Bloomberg’s $60 billion net worth allowed him to plow more than $500 million into his 2020 campaign and still not spend money faster than he earned it. Those funds — combined with his previous exorbitant investments in the Democratic Party and associated interest groups and institutions — enabled the billionaire to not only inundate the public with paid messaging across every form of media, and mount a first-rate campaign organization in virtually every Super Tuesday state, but also to secure an array of high-profile endorsements. All this was sufficient to buy Bloomberg more than 100 delegates — and a victory over Tulsi Gabbard in the Democratic caucus in American Samoa (where the Bloomberg campaign employed seven full-time staffers). But it was inadequate to make him a serious contender for the Democratic nomination.
For opponents of plutocracy, this should be a source of comfort but not of complacency. Neither Bloomberg nor his more benign (and vastly less wealthy) fellow billionaire Tom Steyer were ever very likely to win blue America’s primary. In the ultrahigh-visibility context of a presidential campaign — in which all major contenders have abundant access to earned media — money is no trump card. Joe Biden’s commanding performance Tuesday night illustrated this point as clearly as Bloomberg’s lackluster one. After his dismal showings in Iowa and New Hampshire, the former vice-president’s campaign was too broke to launch any significant national ad campaign, or mount a field organization in Super Tuesday’s battlegrounds. None of that mattered. Earned media from his victory in South Carolina and subsequent endorsements were sufficient to secure him a stronger showing than most analysts considered possible.

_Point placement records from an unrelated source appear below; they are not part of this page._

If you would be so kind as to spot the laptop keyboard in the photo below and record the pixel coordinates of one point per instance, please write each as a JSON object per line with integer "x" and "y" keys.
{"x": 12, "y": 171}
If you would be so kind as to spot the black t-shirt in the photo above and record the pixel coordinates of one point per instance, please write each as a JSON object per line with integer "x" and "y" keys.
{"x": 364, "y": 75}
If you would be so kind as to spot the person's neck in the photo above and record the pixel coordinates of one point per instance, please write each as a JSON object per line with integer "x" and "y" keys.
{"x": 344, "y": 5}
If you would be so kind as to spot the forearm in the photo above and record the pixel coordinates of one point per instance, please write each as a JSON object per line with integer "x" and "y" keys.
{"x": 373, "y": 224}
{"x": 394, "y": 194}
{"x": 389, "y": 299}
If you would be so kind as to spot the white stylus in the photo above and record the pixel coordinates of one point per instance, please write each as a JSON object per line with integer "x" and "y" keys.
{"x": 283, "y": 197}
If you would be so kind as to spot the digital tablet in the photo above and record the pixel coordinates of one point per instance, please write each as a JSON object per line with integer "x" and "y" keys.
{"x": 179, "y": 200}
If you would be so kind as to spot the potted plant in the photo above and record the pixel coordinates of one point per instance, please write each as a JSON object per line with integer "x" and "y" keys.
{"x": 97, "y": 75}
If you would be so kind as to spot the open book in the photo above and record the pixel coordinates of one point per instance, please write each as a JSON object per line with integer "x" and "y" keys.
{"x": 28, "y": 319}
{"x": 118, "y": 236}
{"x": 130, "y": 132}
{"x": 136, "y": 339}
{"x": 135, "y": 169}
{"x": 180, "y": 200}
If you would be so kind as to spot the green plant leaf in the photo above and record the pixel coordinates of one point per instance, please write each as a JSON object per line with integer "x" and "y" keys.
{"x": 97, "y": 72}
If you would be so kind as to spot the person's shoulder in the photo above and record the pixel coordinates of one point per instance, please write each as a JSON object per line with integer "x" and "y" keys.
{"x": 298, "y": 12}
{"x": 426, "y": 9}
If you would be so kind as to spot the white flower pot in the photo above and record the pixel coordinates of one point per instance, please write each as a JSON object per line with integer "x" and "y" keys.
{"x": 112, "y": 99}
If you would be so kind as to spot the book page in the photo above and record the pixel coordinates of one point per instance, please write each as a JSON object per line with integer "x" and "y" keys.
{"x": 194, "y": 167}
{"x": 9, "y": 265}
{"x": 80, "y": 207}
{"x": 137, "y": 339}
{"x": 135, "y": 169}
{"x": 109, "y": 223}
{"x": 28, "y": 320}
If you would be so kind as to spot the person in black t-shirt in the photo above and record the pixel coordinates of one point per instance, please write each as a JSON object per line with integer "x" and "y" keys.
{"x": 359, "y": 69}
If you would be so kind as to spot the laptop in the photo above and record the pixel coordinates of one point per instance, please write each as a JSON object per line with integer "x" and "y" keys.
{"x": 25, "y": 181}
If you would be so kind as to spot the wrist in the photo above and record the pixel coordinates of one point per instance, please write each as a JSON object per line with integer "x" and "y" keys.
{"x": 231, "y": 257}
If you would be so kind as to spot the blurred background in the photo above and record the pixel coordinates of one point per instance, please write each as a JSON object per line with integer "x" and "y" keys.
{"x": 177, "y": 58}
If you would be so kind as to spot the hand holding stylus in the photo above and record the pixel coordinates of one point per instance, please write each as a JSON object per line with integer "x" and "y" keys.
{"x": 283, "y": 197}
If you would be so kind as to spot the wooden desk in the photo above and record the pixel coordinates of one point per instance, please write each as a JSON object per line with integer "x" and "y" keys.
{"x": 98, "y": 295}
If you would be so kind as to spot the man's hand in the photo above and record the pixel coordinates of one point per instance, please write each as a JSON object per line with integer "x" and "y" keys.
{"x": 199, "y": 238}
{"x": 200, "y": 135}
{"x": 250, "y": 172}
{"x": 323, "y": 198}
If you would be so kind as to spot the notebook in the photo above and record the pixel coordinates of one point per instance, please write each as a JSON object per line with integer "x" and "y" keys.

But if Bloomberg’s money was sufficient to make him a more successful candidate than Elizabeth Warren, how easily could a similar investment have delivered the Democratic primary to a less holistically uncompelling candidate? Which is to say: How much doubt is there that Bloomberg could have made Cory Booker or Kamala Harris or Pete Buttigieg the Democratic nominee if he had wanted to?
More ominously: If Bloomberg could buy himself 100-plus delegates without putting a dent into his own net worth, what policy outcomes couldn’t Amazon CEO Jeff Bezos buy if sufficiently motivated?
There’s nothing new about billionaires exercising outsize influence over American politics, of course. George Soros, Sheldon Adelson, Charles Koch, the Mercer family, and other politically engaged plutocrats have already doled out eye-popping sums to political causes, and secured major returns on those investments. Meanwhile, the one percent as a whole has quite clearly made its money talk on Capitol Hill: In 2017, as Americans faced (among other things) a drug-overdose epidemic, skyrocketing health-care costs, decaying infrastructure, and a climate crisis, the U.S. Congress decided that the best thing it could possibly do with $1.5 trillion of borrowed money was give large tax breaks to rich people.
But, as Bloomberg just demonstrated with his historically expensive campaign, America’s billionaires’ current political spending represents a minuscule fraction of what they could afford to spend. Even the Soroses and Koches of the world have been pinching their pennies. As Jonathan Chait noted earlier this year, total spending by both sides in the 2016 election barely exceeded $1 billion. That is less than one percent of Bezos’s net worth.
Bloomberg’s singular lack of personal appeal ultimately rendered his campaign into a bizarrely structured redistributive program. But one day, a less egotistical megabillionaire could put Bloomberg’s blueprint to more nefarious use. Progressives must do everything they can to ensure our democracy is in sturdier shape when and if that oligarchic would-be overlord arrives.